The impact of three combinations vildagliptin/metformin, vildagliptin/pioglitazone, and metformin/pioglitazone on glycemic control and atherogenic dyslipidemia in patients with Type 2 diabetes mellitus

Abstract

Background: There are limitations of currently recommended stepwise treatment for Type 2 diabetes, especially failure with monotherapies to achieve the strict glycemic control. This has prompted the intensification of therapy with such combinations which have additive efficacy and complimentary mechanisms of action. Vildagliptin is one such agent with the above potential which does not increase the risk of hypoglycemia and does not promote weight gain.

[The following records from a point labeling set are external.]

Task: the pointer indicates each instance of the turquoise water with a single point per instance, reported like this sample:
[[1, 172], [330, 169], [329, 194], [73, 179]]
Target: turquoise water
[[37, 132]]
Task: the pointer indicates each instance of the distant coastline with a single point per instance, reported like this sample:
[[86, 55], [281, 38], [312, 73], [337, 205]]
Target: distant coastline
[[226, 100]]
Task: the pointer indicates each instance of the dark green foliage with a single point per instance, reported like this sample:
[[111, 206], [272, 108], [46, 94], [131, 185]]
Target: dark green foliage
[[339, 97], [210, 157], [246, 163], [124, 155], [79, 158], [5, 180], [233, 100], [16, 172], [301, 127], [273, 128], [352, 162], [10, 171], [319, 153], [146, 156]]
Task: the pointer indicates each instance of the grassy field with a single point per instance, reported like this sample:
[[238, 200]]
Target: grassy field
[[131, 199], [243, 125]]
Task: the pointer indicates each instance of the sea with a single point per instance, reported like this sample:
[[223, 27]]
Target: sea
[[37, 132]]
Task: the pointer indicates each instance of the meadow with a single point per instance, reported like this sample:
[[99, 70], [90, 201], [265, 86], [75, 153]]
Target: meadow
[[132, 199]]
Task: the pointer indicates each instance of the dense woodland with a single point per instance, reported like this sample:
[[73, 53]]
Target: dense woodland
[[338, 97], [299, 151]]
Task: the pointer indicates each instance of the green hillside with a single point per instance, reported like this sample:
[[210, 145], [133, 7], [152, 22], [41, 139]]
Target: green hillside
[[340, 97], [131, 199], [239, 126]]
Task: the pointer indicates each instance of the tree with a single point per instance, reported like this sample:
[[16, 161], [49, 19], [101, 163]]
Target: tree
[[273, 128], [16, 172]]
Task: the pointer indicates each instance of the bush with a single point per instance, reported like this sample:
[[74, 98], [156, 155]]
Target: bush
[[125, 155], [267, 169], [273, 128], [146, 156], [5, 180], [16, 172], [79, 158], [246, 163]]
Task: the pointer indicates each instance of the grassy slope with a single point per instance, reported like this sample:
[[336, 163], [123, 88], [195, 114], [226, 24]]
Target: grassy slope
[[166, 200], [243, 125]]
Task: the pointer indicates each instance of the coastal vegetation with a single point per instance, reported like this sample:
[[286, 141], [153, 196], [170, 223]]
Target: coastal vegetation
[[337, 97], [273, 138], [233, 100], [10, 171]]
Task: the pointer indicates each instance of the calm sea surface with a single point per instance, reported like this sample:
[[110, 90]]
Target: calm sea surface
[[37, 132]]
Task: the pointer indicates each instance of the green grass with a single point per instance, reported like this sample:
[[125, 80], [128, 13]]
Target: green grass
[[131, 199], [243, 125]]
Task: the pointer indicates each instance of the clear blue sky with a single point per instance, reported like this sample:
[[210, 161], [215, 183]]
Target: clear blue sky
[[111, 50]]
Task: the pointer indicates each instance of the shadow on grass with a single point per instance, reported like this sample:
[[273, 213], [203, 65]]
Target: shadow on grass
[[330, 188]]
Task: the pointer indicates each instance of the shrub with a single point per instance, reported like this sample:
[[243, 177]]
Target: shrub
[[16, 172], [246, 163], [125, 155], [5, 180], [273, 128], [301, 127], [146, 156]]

Methods: It was a prospective, open-label, randomized, and parallel group study involving 90 patients, divided into three Groups A, B, and C. Group A given vildagliptin/metformin (50/500 mg), Group B vildagliptin/pioglitazone (50/15 mg)and Group C metformin/pioglitazone (500/15 mg) combinations twice daily for 12 weeks. Fasting blood glucose (FBG) was estimated biweekly while hemoglobin A1c (HbA1c), lipid profile, insulin, and C-peptide levels at 0 and 12 th week. Statistical analysis was done using ANOVA and Student’s t-test. Results: At the end, mean percentage of age fall in HbA1c and FBG from baseline was maximum in Group B, which was found out to be more efficacious than Group A and C (p<0.001) on glycemic parameters. Mean percentage of age decrease in triglyceride from baseline was maximum in Group C, which was found out to be more efficacious than Group A and B (p<0.001) on lipid parameters. The adverse effects were low in all the groups. However, the incidence of peripheral edema and weight gain was more with the use of Group C while nausea, vomiting, and nasopharyngitis was more with the use of Group A. Conclusion: Vildagliptin/pioglitazone combination is of choice in patients with uncontrolled hyperglycemia but normal lipid profile while metformin/pioglitazone combination in diabetic patients with dyslipidemia.